LONDON: Religious leaders of major faiths in the UK have backed calls by the most senior cleric in the Church of England to oppose new migration laws proposed by the government.
Archbishop of Canterbury Justin Welby has been joined by senior Muslim, Sikh, Hindu and Jewish figures in signing a letter urging a different approach to tackling the UK’s migration crisis.
The signatories include the chairman of the Mosques and Imams National Advisory Board, Leeds-based Sunni Imam Qari Asim and Shiite cleric Imam Sayed Razawi, Scotland’s most senior Muslim scholar.
Other names of note are rabbis Charley Baginsky and Josh Levy, CEOs of the Progressive Judaism movement; the president of the Hindu Forum of Britain, Trupti Patel; Sikh peer Lord Singh of Wimbledon; the Archbishop of York Stephen Cottrell and the Bishop of Durham Paul Butler.

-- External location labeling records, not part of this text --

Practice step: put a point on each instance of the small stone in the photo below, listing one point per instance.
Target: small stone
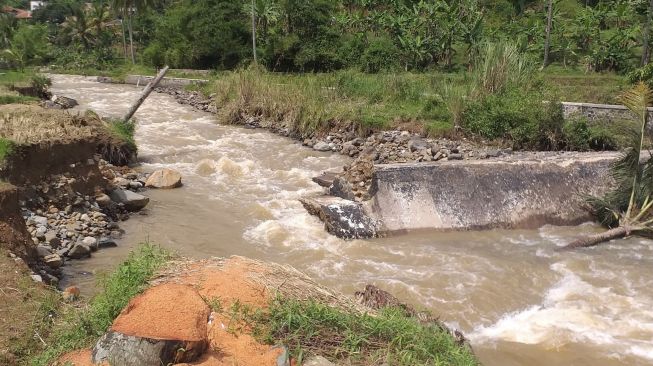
(79, 251)
(43, 251)
(70, 294)
(53, 261)
(321, 146)
(103, 200)
(37, 278)
(164, 179)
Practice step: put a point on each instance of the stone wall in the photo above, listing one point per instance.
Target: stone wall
(464, 195)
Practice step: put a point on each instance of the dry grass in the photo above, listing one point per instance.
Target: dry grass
(28, 124)
(277, 279)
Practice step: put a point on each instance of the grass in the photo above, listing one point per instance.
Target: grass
(26, 309)
(78, 328)
(6, 148)
(390, 337)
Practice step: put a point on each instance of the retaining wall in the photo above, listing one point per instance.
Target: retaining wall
(485, 194)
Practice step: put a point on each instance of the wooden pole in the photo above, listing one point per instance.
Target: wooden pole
(145, 94)
(254, 33)
(547, 41)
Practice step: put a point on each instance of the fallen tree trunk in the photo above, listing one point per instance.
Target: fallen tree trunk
(596, 239)
(145, 94)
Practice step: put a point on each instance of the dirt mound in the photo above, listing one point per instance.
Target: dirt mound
(29, 124)
(168, 311)
(13, 232)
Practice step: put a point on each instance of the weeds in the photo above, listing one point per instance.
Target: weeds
(6, 148)
(391, 337)
(78, 328)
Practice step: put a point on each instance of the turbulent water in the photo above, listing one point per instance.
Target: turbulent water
(519, 301)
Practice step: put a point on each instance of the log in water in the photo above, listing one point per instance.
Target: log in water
(517, 299)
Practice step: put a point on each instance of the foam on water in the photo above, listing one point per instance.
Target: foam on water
(240, 195)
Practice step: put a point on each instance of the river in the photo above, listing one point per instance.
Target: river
(519, 301)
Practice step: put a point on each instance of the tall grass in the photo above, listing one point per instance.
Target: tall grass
(79, 328)
(6, 148)
(309, 103)
(391, 337)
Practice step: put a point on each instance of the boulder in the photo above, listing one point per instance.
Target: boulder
(132, 201)
(53, 261)
(164, 179)
(167, 324)
(103, 200)
(79, 251)
(64, 102)
(321, 146)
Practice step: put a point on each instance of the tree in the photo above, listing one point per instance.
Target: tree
(28, 44)
(628, 209)
(127, 8)
(549, 26)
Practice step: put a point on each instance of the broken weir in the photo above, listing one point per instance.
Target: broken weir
(470, 195)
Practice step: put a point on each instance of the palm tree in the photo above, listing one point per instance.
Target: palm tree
(126, 9)
(628, 209)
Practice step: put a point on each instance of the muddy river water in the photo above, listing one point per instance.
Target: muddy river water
(519, 301)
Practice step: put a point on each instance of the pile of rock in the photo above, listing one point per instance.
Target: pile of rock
(65, 224)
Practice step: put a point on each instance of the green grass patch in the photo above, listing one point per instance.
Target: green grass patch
(391, 337)
(17, 99)
(6, 148)
(78, 328)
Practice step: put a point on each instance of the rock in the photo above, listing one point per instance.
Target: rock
(343, 218)
(36, 278)
(106, 243)
(40, 220)
(103, 200)
(321, 146)
(418, 144)
(79, 251)
(91, 243)
(132, 201)
(164, 179)
(153, 330)
(53, 261)
(317, 361)
(64, 102)
(70, 294)
(43, 251)
(341, 188)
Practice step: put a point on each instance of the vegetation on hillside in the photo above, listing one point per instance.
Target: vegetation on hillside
(628, 208)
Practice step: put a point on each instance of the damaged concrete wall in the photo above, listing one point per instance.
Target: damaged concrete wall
(487, 194)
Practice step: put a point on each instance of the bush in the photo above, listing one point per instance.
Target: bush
(520, 117)
(577, 134)
(380, 55)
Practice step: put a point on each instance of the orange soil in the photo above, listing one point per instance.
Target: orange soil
(168, 311)
(159, 317)
(78, 358)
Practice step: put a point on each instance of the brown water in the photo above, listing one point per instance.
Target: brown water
(519, 301)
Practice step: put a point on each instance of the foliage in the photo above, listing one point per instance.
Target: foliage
(28, 45)
(630, 201)
(392, 337)
(6, 147)
(78, 328)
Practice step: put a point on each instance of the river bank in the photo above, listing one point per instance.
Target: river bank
(519, 300)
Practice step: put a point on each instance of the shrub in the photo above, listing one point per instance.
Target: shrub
(577, 134)
(380, 55)
(520, 117)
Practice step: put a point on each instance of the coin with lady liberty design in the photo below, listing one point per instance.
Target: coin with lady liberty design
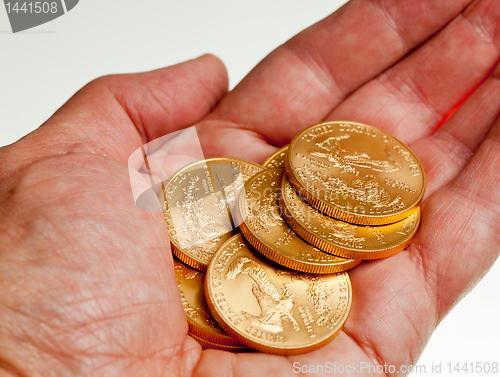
(277, 159)
(355, 173)
(263, 225)
(199, 202)
(341, 238)
(270, 308)
(200, 322)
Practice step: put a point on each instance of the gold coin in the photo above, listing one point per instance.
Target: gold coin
(341, 238)
(262, 224)
(277, 159)
(205, 344)
(200, 321)
(270, 308)
(355, 173)
(199, 203)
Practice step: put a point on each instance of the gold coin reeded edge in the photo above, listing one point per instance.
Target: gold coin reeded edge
(353, 218)
(271, 160)
(283, 351)
(207, 344)
(184, 257)
(342, 251)
(294, 264)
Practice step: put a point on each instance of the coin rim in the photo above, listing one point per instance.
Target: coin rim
(282, 350)
(265, 249)
(207, 344)
(343, 251)
(190, 260)
(272, 157)
(195, 328)
(327, 208)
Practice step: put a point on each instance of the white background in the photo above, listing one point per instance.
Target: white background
(42, 67)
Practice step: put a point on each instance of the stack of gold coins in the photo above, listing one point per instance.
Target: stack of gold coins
(275, 240)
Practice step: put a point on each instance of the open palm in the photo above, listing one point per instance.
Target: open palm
(87, 277)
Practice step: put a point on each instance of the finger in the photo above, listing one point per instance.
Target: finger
(411, 99)
(445, 153)
(118, 114)
(459, 237)
(300, 82)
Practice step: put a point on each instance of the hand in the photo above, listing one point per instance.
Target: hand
(87, 279)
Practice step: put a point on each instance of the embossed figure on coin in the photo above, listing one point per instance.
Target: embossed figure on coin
(275, 306)
(348, 158)
(344, 231)
(203, 230)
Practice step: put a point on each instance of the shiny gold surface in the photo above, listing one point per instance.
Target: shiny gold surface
(355, 173)
(263, 226)
(200, 321)
(198, 204)
(205, 344)
(270, 308)
(277, 159)
(344, 239)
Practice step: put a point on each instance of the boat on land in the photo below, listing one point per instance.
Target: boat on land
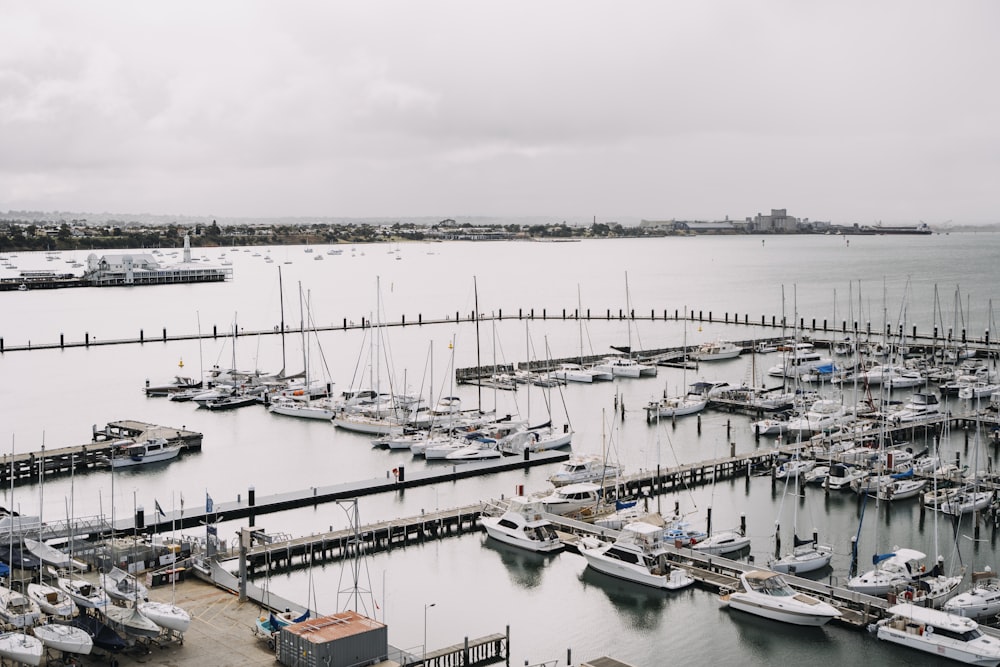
(21, 648)
(17, 609)
(522, 525)
(102, 636)
(82, 592)
(167, 616)
(122, 586)
(943, 634)
(768, 595)
(639, 554)
(51, 600)
(154, 450)
(65, 638)
(129, 621)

Tens of thousands of migrants are currently in temporary accommodation in the UK due to a shortage of housing and a backlog in Home Office processing of asylum applications.
The government’s proposals outlined in the Illegal Migration Bill include giving authorities more powers to detain, deport and ban people from re-entering the UK who have arrived illegally, as well as to send asylum-seekers to Rwanda to await the outcomes of their applications.
In their letter, published in The Times, the faith leaders wrote: “We represent people and communities whose belief, worship and action point us towards the kind of society we wish to build for the common good.
“The Illegal Migration Bill falls short of our obligation towards the most vulnerable; it fails to meet the basic test of an evidence-based and workable policy. We need an alternative approach that reflects our country’s history, values and responsibility.”
The letter continued: “With more than 100 million people displaced around the world, this crisis will not be solved without significant collective endeavour.
“The UK should take a lead in setting out a just, compassionate approach, ensuring that people seeking sanctuary are protected, claims decided quickly and justly, human traffickers are punished, and the root causes of mass migration are properly addressed.”
Asim told The Times: “I think people of all faiths are appalled to hear about the proposals by the government. It shows inhumanity and incompetence in dealing with the crisis. It goes against the values of the history of Britain.”
Welby, who sits in the House of Lords, has tabled a series of amendments to the proposed legislation, which is set to be debated in Parliament, including establishing “ten-year strategies for collaborating internationally” to halt human trafficking.
He told The Times: “As faith leaders we hold different beliefs on many things, but we are united in our concern for people seeking sanctuary. Britain must have an asylum system based on justice and compassion.”
Baginsky said: “Religion is political. It’s absolutely right that if you put bishops into the House of Lords, they are going to speak about that crossover between religion and politics. The issue of refugees and the way we welcome people into this country (falls) exactly where that crossover happens.”
A Home Office spokesperson said: “The only way to ensure that people are not subjected to dangerous journeys at the hands of criminal gangs, is to remove the incentive for taking those journeys in the first place — that is what our ‘Stop the Boats Bill’ sets out to do.”